Friday, January 04, 2008

Happy Days (Part 2)

Public radio yesterday carried an account of the works of George MacDonald Fraser, who has just died. Fraser wrote a series of books about Harry Paget Flashman, the bully and coward featured in Tom Brown’s Schooldays (1857). The original portrayed Tom Brown as an upstanding, though according to the reviewer boring, Christian hero, who through virtue and teamwork overcame Flashman’s evil deeds. But Fraser, writing in our times, turned Flashman into an anti-hero, a deceitful womanizing coward who somehow continuously comes out on top—the devil defeating virtue. Fraser wrote novels for our times. The NPR reviewer loves Fraser’s series.

To me, the NPR rave about Flashman sums up the media’s love for the storyline of the 1960s—rebellion against established order, mixed with misbehavior that offends those who should be offended. The storyline seemed to prevail when youthful media persons helped end an unpopular war and then drive Nixon from office. But the destruction of the old order brought mostly Republican victories in its wake. Americans wanted something more positive. They wanted good to defeat evil. They wanted hope. Yet today’s media still cheers for a domestic recession (now that Iraq no longer produces black headlines) that will drive Americans away from Republicans. And they may get their wish. But is this the right road to power?

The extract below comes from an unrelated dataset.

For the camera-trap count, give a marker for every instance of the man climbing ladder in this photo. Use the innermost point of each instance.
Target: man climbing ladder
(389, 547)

Into this dark world of media cheering against America comes Barack Obama. His stunning victory yesterday suggests Democrats may return to their roots in the Roosevelt politics of optimism that embraced America's virtues. Could it be that the country, like Iowa, hungers for an end to the politics of division, the politics we have known over the nearly five decades since Kennedy’s uplifting “Time for Greatness” 1960 campaign for president?

Happy Days (Part 1)

The Democratic Party of Franklin Roosevelt, Harry Truman, and John Kennedy was robust, optimistic, and filled with hope. Old style liberalism. These liberals believed in America’s future, embraced America’s power, and used that power—including our military strength—to help build a better world.

After Kennedy and his brother were assassinated, Democrats’ mood turned darker. Talk was more about the enemy within—fellow Americans who undermined our better nature—than about America’s greatness of in the face of a still-undemocratic world. I think media drove the internal enemy storyline, even making it work for Democrats on occasion, though Republicans have won the White House 7 of 10 times since Bobby Kennedy died.

In the spirit of darkness over hope, the media have lead Democrats to ignore the biggest success story of 2007—Petraeus’ Iraq surge. Michael Barone says the surge taught us 1) no mission is impossible for the U.S. military; 2) societies are transformed from the bottom up, not the top down, and most of all; 3) never bet against America. As Barone writes, while some of “Bush's critics seem to have relished the prospect of American defeat . . . it appears that they have ‘misunderestimated’ him once again.”

While TIME overlooked Bush’s General—Petraeus—in naming its “person of the year”, Britain’s Telegraph has forthrightly corrected the error and from London, proclaimed Petraeus “The Sunday Telegraph's Person of the Year.” According to the article, “The critics said it couldn't be done, but [Petraeus’] vision and determination . . . have brought greater security and cause for optimism to the people of Iraq.” Thanks Telegraph for telling the truth we don’t read here.